Sony AI releases Woosh foundation model for sound effect generation

Become a member of GB MAX to gain exclusive access to the industry and to the most influential global B2B leadership community in the business of gaming, entertainment, and tech. Join now and also get a VIP ticket to GamesBeat Next (Nov 2-3, SF).

Sony AI has released Woosh, a foundation AI model built specifically for sound effect generation – an area most generative audio models have largely overlooked in favor of music or general audio generation.

Sony AI, which is a research arm of Sony Corp., described Woosh in a research paper and I interviewed two of the authors for this article: Mark Ferras and Hakim Missoum. Other authors included Gaetan Hadjeres, Khaled Koutini, Benno Weck, Alexandre Bittar, Thomas Hummel, Zineb Lahrici, Joan Serra, and Yuki Mitsufuji.

Built for workflows used in gaming, film, and interactive media, Woosh supports both:

Text-to-audio: generating a sound effect from a written description.
Video-to-audio: generating sound directly from a video sequence, with an optional text prompt to guide the output.

The project was built around a core insight: professional sound design requires fundamentally different data and controls than general audio AI systems. One of the clearest findings was the significant gap between public and private training data.

Sony AI created two versions of the model:

A private model trained on licensed professional sound effect libraries, including Pro Sound Effects and BOOM, optimized for studio-grade output.
A public model that uses the same architecture as the private model but is trained on publicly available datasets.

The private model, trained on commercial libraries, significantly outperforms public alternatives on professional sound effect data. The public model outperforms comparable open-source models on public benchmarks. The public model is now available for the research community to access and experiment with. The private model is also available for those who are interested in licensing it.

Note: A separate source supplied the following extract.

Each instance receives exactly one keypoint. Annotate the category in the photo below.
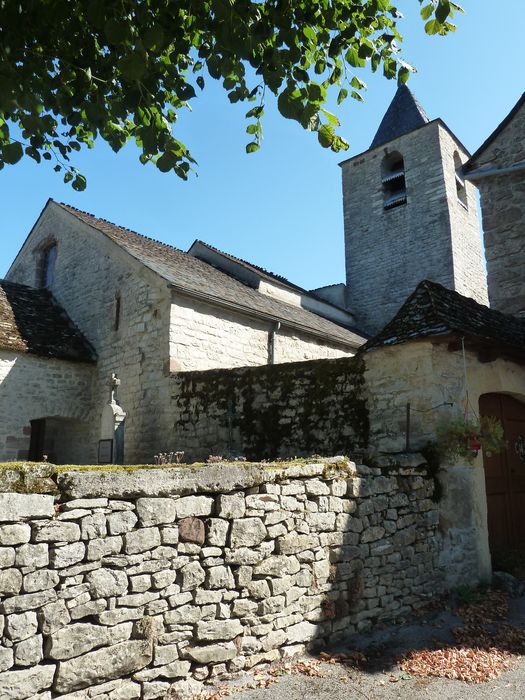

You can find more information about Woosh here: https://ai.sony/blog/introducing-woosh-sony-ais-sound-effect-foundation-model
To explore Woosh, access the model weights, and listen to demo samples, visit: https://sonyresearch.github.io/Woosh/
To access the Woosh-Flow Private, please visit: https://sonyresearch.github.io/Woosh/flow-private.html

Sony has created Woosh as an AI model that can generate sound effects. Source: Sony

In the research paper, the authors wrote that the audio research community depends on open generative models as foundational tools for building novel approaches and establishing baselines.

Sony AI has publicly released the Woosh sound effect foundation model, detailing its architecture, training process, and an evaluation against other popular open models. Being optimized for sound effects, Sony provides a high-quality audio encoder/decoder model.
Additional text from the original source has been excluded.